Vor der wissenschaftlichen Ausbildung des Begriffs „Völkermord“ war die Vernichtung der osmanischen Griechen bei den Griechen selbst als „das Massaker“ (griechisch η Σφαγή), als „große Katastrophe“ (Μεγάλη Καταστροφή) oder „große Tragödie“ (Μεγάλη Τραγωδία) bekannt.[45] Zeitgenössische Berichte verwendeten Begriffe wie Vernichtung, Annihilation, Extermination, „anhaltende Kampagne des Massakers“, „Groß-Massaker“ und systematische Vernichtung.[28][46]
Nach dem Historiker Mark Mazower blieben die Deportationen von Griechen durch die Osmanen „in einem relativ kleinen Maßstab und scheinen nicht dazu bestimmt gewesen zu sein, im Tod ihrer Opfer zu enden. Was mit den Armeniern passieren würde, war in einer anderen Größenordnung.“[47] Demgegenüber hält Niall Ferguson für die Verfolgung der Griechen – wie für das Schicksal der Armenier – die Verwendung des Begriffes „Völkermord“ für angebracht.[48] Darüber hinaus haben Genozidforscher wie Dominik J. Schaller und Jürgen Zimmerer festgestellt, dass die genozidale Qualität der „mörderischen“ Kampagne gegen die Griechen Kleinasiens offenkundig sei.[49] In seinem Buch With Intent to Destroy: Reflections on Genocide, argumentiert Colin Tatz, dass die Türkei den Völkermord nur leugne, um nicht den „fünfundneunzig Jahre alten Traum, das Leuchtfeuer der Demokratie im Nahen Osten zu werden“, zu gefährden.[50] Elizabeth Burns Coleman und Kevin White präsentieren eine Liste von Gründen, welche die Unfähigkeit der Türkei zur Anerkennung des nach ihrer Meinung durch die Jungtürken begangenen Völkermordes erklären sollen.[51]
Das griechische Parlament hat zwei Gesetze über das Schicksal der osmanischen Griechen verabschiedet, das erste im Jahr 1994 und das zweite im Jahr 1998. Die Dekrete wurden im Amtsblatt der Hellenischen Republik jeweils am 8. März 1994 und am 13. Oktober 1998 veröffentlicht und bekräftigt. Das Dekret von 1994 bestätigte den Völkermord in der Pontosregion Kleinasiens und bestimmte den 19. Mai zum Tag des Gedenkens.[52] Die Republik Zypern hat die Ereignisse ebenfalls offiziell als Völkermord anerkannt.[53]

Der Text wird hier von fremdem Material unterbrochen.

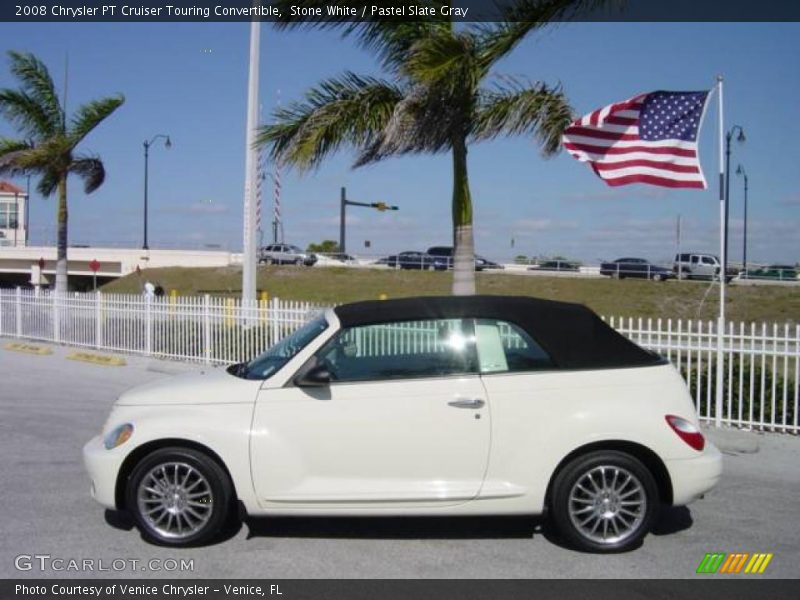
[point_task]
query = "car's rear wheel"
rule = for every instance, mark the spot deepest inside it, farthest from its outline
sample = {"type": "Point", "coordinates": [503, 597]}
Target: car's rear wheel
{"type": "Point", "coordinates": [179, 497]}
{"type": "Point", "coordinates": [604, 502]}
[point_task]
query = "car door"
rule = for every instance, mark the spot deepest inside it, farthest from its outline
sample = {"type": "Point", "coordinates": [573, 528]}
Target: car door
{"type": "Point", "coordinates": [404, 422]}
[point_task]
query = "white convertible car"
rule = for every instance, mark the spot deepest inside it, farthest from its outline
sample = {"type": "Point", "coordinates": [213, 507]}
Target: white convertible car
{"type": "Point", "coordinates": [420, 406]}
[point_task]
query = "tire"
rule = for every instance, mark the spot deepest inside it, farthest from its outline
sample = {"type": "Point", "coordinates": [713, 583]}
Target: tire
{"type": "Point", "coordinates": [572, 491]}
{"type": "Point", "coordinates": [204, 482]}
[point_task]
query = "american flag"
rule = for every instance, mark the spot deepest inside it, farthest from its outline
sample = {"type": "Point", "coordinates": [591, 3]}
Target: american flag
{"type": "Point", "coordinates": [650, 138]}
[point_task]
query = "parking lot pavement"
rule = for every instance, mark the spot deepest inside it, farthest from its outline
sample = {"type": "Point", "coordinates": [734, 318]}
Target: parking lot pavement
{"type": "Point", "coordinates": [50, 406]}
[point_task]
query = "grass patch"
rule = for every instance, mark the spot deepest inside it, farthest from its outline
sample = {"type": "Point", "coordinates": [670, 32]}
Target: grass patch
{"type": "Point", "coordinates": [629, 298]}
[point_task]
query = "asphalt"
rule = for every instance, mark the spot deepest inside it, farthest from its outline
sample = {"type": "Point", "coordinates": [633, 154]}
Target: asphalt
{"type": "Point", "coordinates": [50, 406]}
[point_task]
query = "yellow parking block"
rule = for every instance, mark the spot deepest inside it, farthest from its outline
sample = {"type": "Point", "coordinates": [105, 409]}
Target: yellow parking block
{"type": "Point", "coordinates": [98, 359]}
{"type": "Point", "coordinates": [28, 348]}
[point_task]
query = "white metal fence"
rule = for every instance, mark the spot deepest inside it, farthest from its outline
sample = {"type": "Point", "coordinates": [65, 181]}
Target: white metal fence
{"type": "Point", "coordinates": [201, 328]}
{"type": "Point", "coordinates": [761, 362]}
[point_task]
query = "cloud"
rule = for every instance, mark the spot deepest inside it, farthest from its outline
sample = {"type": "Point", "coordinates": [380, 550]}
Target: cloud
{"type": "Point", "coordinates": [617, 194]}
{"type": "Point", "coordinates": [538, 225]}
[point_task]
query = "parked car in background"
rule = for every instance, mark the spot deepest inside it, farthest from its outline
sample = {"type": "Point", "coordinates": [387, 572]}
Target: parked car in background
{"type": "Point", "coordinates": [415, 260]}
{"type": "Point", "coordinates": [700, 266]}
{"type": "Point", "coordinates": [779, 272]}
{"type": "Point", "coordinates": [285, 254]}
{"type": "Point", "coordinates": [444, 256]}
{"type": "Point", "coordinates": [636, 268]}
{"type": "Point", "coordinates": [465, 405]}
{"type": "Point", "coordinates": [555, 265]}
{"type": "Point", "coordinates": [335, 258]}
{"type": "Point", "coordinates": [481, 264]}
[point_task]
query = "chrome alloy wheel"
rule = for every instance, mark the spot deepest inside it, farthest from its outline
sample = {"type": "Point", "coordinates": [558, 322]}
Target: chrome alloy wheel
{"type": "Point", "coordinates": [607, 504]}
{"type": "Point", "coordinates": [175, 500]}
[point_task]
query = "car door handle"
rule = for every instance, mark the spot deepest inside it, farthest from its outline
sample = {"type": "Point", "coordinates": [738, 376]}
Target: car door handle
{"type": "Point", "coordinates": [467, 403]}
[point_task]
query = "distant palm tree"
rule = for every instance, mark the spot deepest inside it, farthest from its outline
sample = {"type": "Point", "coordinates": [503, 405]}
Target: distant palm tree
{"type": "Point", "coordinates": [436, 99]}
{"type": "Point", "coordinates": [48, 140]}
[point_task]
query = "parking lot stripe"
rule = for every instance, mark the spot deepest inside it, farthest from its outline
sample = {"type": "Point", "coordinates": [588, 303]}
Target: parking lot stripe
{"type": "Point", "coordinates": [98, 359]}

Als Reaktion auf das Gesetz von 1998 veröffentlichte die türkische Regierung eine Erklärung, welche behauptet, dass die Beschreibung der Ereignisse als Völkermord „jedweder historischen Grundlage entbehrt“. Der türkische Außenminister sagte: „Wir verurteilen und protestieren gegen diese Resolution. Mit dieser Resolution stützt das griechische Parlament, welches sich in Wirklichkeit beim türkischen Volk für die in Kleinasien verübten großangelegten Zerstörungen entschuldigen muss, nicht nur die traditionelle griechische Politik der sinnentstellten Geschichte, sondern legt auch den expansionistischen griechischen Geist an den Tag.[54]“ Das von der griechischen Regierung verabschiedete Gesetz wurde auch von der Opposition im Inland unterstützt. Allerdings meinte der griechische Historiker Angelos Elefantis, dass das griechische Parlament in dieser Sache „wie ein Idiot“ gehandelt habe, wenn es auch die smyrneische Episode der kleinasiatischen Katastrophe unter den Begriff des Genozids subsumierte, während die schwierige Lage der griechischen Flüchtlinge eher das Ergebnis einer missglückten Militärstrategie der griechischen Heeresleitung dargestellt habe.[55]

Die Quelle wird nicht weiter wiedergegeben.